California Leads, Florida Follows in Provider Growth

The behavioral health landscape remains geographically concentrated, with a few key states dominating new provider registrations. California leads the nation with 1,654 records, accounting for 17% of the total. Florida follows with 1,208 providers, or 12% of the week’s activity. This long-standing pattern is fueled by California's large population and strong insurance mandates, alongside Florida's extensive Medicaid ABA reimbursement program. Texas ranked a distant third with 539 providers. The data on new enrollments this year alone reinforces this trend, with California adding 923 providers, far outpacing other states.

RBTs Dominate New Workforce Registrations

An analysis of professional credentials reveals the ongoing build-out of the direct care workforce. Registered Behavior Technicians (RBTs) were the most common primary taxonomy, appearing on 3,320 records, compared to just 813 for Board Certified Behavior Analysts (BCBAs). This ratio reflects the ABA service delivery model, where a large base of RBTs provides therapy under the supervision of a smaller number of master's-level BCBAs. The data also highlights a common career path, with 114 providers holding both RBT and BCBA taxonomies, indicating clinicians who have advanced professionally. The workforce remains predominantly female, with women comprising 80% of individual providers in this week's data.

Enrollment Surge Signals Continued Expansion

The year-over-year enrollment data underscores the field's explosive growth since 2019. The 4,942 enrollments dated 2026 dwarf the 676 from 2025 and 576 from 2024. While this doesn't mean the entire workforce materialized this year, it does reflect a massive volume of recent credentialing activity. This includes both new practitioners entering the field and existing organizations updating their NPI data, likely to onboard new hires and streamline billing with payers. This sharp upward curve in annual enrollments is a clear indicator of sustained market expansion.
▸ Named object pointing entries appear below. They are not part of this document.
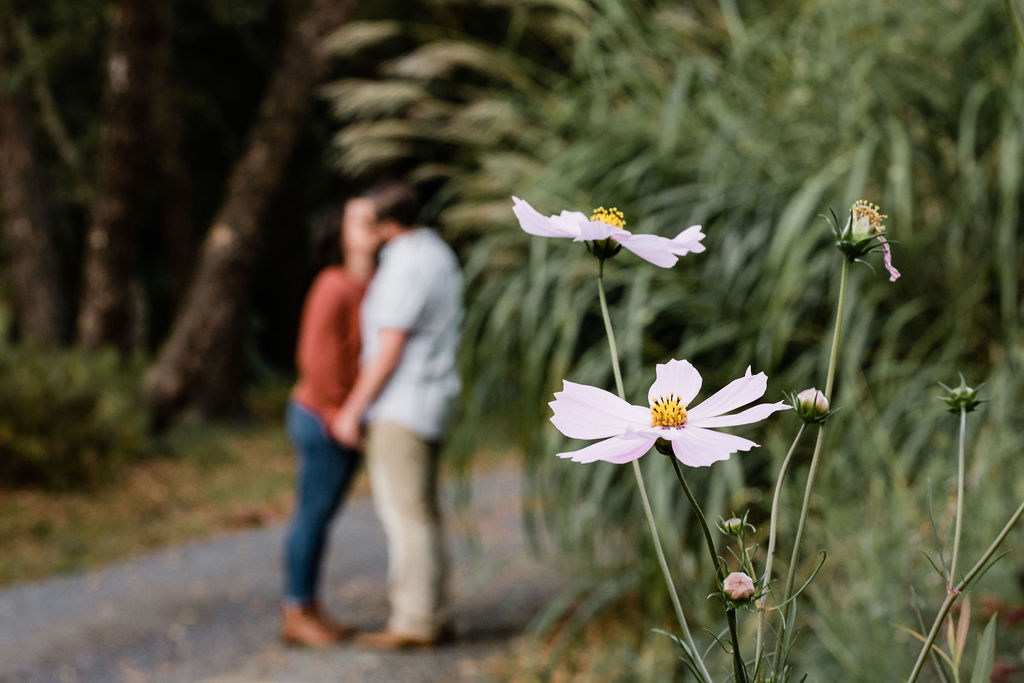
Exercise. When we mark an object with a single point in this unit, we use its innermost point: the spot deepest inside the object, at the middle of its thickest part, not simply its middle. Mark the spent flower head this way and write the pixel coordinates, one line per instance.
(737, 587)
(669, 421)
(604, 232)
(962, 397)
(864, 232)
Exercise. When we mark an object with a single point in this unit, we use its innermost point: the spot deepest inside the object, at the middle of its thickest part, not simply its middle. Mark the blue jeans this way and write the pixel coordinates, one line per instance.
(325, 473)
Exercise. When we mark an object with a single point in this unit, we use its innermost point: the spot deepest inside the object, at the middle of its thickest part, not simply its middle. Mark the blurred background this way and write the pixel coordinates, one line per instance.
(163, 163)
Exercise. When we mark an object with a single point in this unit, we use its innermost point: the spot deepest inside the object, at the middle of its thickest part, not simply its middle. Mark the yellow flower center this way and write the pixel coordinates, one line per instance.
(870, 212)
(668, 412)
(610, 216)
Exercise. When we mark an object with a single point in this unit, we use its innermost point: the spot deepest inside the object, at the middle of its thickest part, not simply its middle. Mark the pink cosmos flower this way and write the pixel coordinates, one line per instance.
(605, 224)
(586, 412)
Multi-Site Providers Show Coordinated Growth

The data also reveals coordinated activity among larger, multi-site organizations. BAYADA HOME HEALTH CARE, INC. appeared with 12 records, and INTEGRATIVE HEALTH PARTNERS LLC had 10. The repeated appearance of such organizations suggests either aggressive hiring to staff new clinics or system-wide updates following acquisitions. This pattern is characteristic of the ongoing consolidation in the ABA market, where private-equity-backed chains and large regional providers are expanding their footprint through both greenfield openings and buyouts.
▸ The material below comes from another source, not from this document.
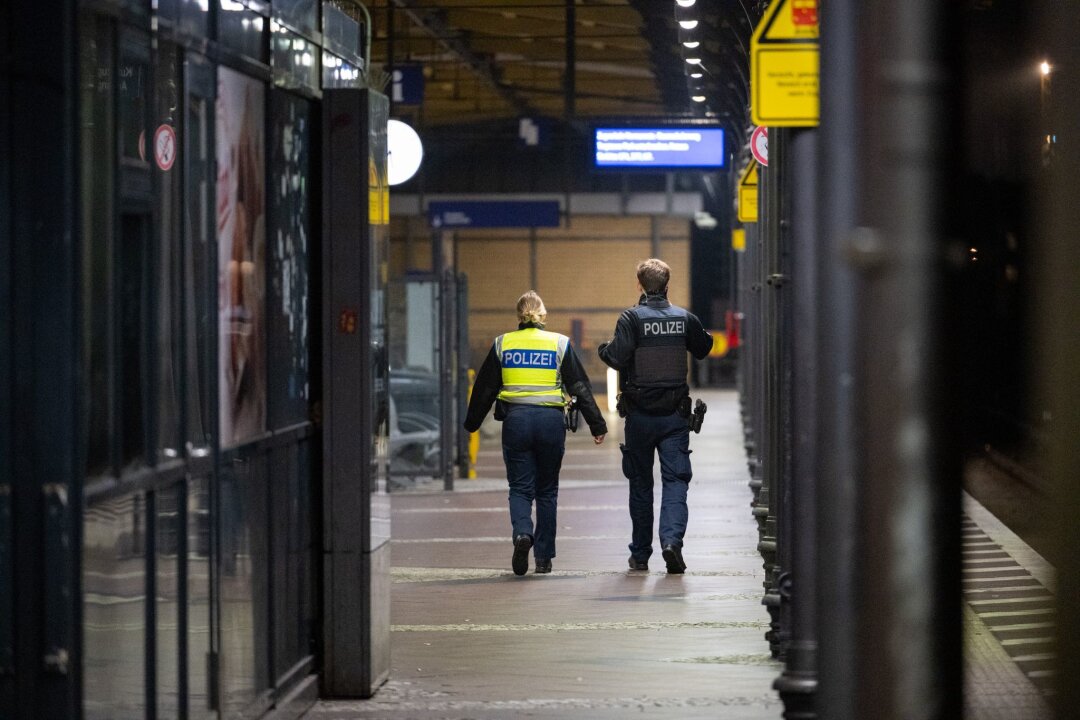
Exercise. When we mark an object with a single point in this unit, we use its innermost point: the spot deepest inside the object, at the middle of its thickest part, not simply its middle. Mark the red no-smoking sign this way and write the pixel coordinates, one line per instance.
(164, 147)
(759, 145)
Taken together, this week’s data paints a picture of a behavioral health sector in a state of rapid, concentrated growth. The high volume of RBTs and recent enrollments highlights the industry's push to expand the workforce pipeline, while the dominance of states with favorable reimbursement policies underscores the critical role payers have in shaping provider supply. Furthermore, with 1,995 providers listing a second specialty, the field is also showing signs of a maturing, multidisciplinary approach to care.